BlimpsU.A. Navy sees blimp come-back

Published 28 October 2011

In 1962, after forty-seven years, the U.S. Navy effectively terminated Lighter-Than-Air (LTA) operations; but the blimp is making a come-back, and on 26 October, the Naval Air Warfare Center Aircraft Division and the U.S. Naval Research Laboratory unveiled the MZ-3A airship; for now, it is the only manned airship in the U.S. Navy’s inventory

Gondola of the U.S. Navy airship K-47 // Source:

On 26 October, at a ceremonious ribbon-cutting event at the Naval Air Warfare Center Aircraft Division (NAWCAD) in Lakehurst, New Jersey, NAWCAD and the U.S. Naval Research Laboratory, unveiled the MZ-3A airship, which now carries the insignia of Scientific Development Squadron ONE (VXS-1) and the banner of the U.S. Navy.

It’s been nearly 50 years since the last U.S. Navy Lighter-Than-Air platform cruised the skies over the New Jersey coastline,” said CDR Jay Steingold, Commanding Officer, VXS-1. “Today, the MZ-3A joins the ranks of her predecessors by sporting the emblems of the United States Navy, marking an important milestone in the history of naval airships.”

A Navy Research Lab release reports that after forty-even years, the U.S. Navy effectively terminated Lighter-Than-Air (LTA) operations on 31 August 31 1962, with the final flight of a ZPG-2 airship at Naval Air Station Lakehurst.

The MZ-3A, with red, white, and blue stripes painted on its rudders in acknowledgement of the Navy’s Centennial of Flight and earliest days of Navy airship operations, now serves as the only manned airship in the U.S. Navy’s inventory.

Built by Hillsboro, Oregon-based American Blimp Corporation, the MZ-3A is propeller-driven by two 180 horsepower Lycoming engines producing a top speed just under 50 knots with an operational payload capability of up to 2,500 pounds.

The manned 178-foot LTA craft can remain aloft and nearly stationary for more than twelve hours, performing various missions in support of technology development for Command, Control, Communications, Computers, Intelligence, Surveillance and Reconnaissance (C4ISR) concepts.

Airships offer extreme utility in C4ISR roles and patrol missions where persistent stare and reliable communications are often more important than speed,” said Bert Race, MZ-3A Government Flight Representative and Project Manager. “Our MZ-3A has proven that an airship is a very effective platform for mission system research and development.”

The MZ-3A is government-owned and contractor-operated.

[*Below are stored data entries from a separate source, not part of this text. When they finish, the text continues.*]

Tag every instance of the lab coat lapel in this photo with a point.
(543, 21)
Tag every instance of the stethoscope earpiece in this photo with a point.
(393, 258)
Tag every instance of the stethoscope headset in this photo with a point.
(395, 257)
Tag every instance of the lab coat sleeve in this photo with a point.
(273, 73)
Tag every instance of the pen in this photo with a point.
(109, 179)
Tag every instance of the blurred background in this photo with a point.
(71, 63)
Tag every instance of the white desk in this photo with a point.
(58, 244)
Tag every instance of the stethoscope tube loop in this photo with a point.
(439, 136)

The contractor, Integrated Systems Solutions, Inc., employs commercial blimp pilots whom the Navy has approved to command the airship.

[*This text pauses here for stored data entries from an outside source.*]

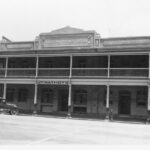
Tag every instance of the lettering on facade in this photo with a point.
(58, 42)
(54, 82)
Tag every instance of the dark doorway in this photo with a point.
(63, 100)
(124, 102)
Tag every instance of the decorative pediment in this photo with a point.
(67, 30)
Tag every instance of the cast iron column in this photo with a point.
(70, 89)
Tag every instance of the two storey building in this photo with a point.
(71, 71)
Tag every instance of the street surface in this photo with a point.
(35, 130)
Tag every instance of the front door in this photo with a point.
(63, 100)
(124, 102)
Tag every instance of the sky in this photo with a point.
(23, 20)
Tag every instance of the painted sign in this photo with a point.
(54, 82)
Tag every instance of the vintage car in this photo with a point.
(8, 108)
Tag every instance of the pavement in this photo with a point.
(38, 130)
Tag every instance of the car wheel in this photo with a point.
(13, 112)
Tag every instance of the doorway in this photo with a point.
(124, 102)
(63, 100)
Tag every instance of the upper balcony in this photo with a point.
(127, 66)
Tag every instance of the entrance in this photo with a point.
(63, 100)
(124, 102)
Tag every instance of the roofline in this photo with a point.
(126, 38)
(14, 42)
(92, 31)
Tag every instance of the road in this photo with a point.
(35, 130)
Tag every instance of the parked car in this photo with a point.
(9, 108)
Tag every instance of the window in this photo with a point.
(47, 96)
(23, 95)
(80, 101)
(10, 94)
(80, 97)
(110, 98)
(82, 63)
(11, 64)
(141, 98)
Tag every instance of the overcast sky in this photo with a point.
(25, 19)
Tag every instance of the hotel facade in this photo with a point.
(70, 71)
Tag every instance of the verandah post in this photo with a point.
(70, 89)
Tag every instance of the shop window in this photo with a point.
(23, 95)
(10, 95)
(80, 97)
(141, 98)
(82, 63)
(47, 96)
(12, 64)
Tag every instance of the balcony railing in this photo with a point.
(21, 72)
(129, 72)
(76, 72)
(98, 72)
(45, 72)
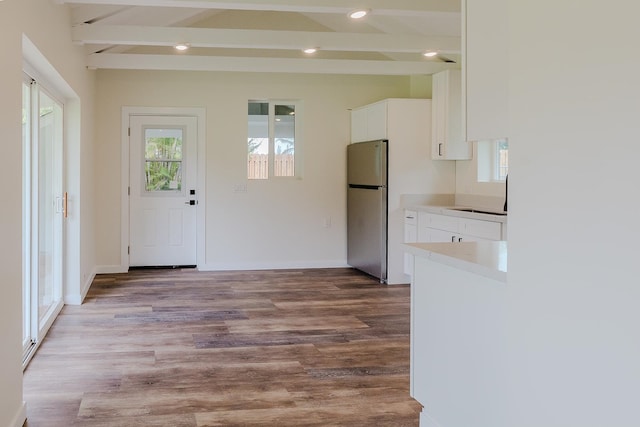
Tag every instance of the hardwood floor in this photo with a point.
(325, 347)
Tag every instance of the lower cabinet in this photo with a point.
(444, 228)
(410, 236)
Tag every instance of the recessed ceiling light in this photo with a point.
(359, 14)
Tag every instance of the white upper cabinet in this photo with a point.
(369, 122)
(448, 138)
(485, 69)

Scientific Development Squadron ONE (VXS-1), stationed at the Naval Air Station, Patuxent River, Maryland, is the U.S. Navy’s sole Science & Technology research squadron. Commissioned in December 2004, VXS-1 employs NP-3D Orions, RC-12 Guardrails, Scan Eagle UAS, and most recently, the MZ-3A in its support of NRL airborne research efforts.


The release notes that since its transfer to VXS-1 in 2009, the MZ-3A has accumulated more than 1,000 mishap-free flight hours in support of the Naval Research Enterprise and recently provided assistance during the Gulf of Mexico Oil Spill in 2010.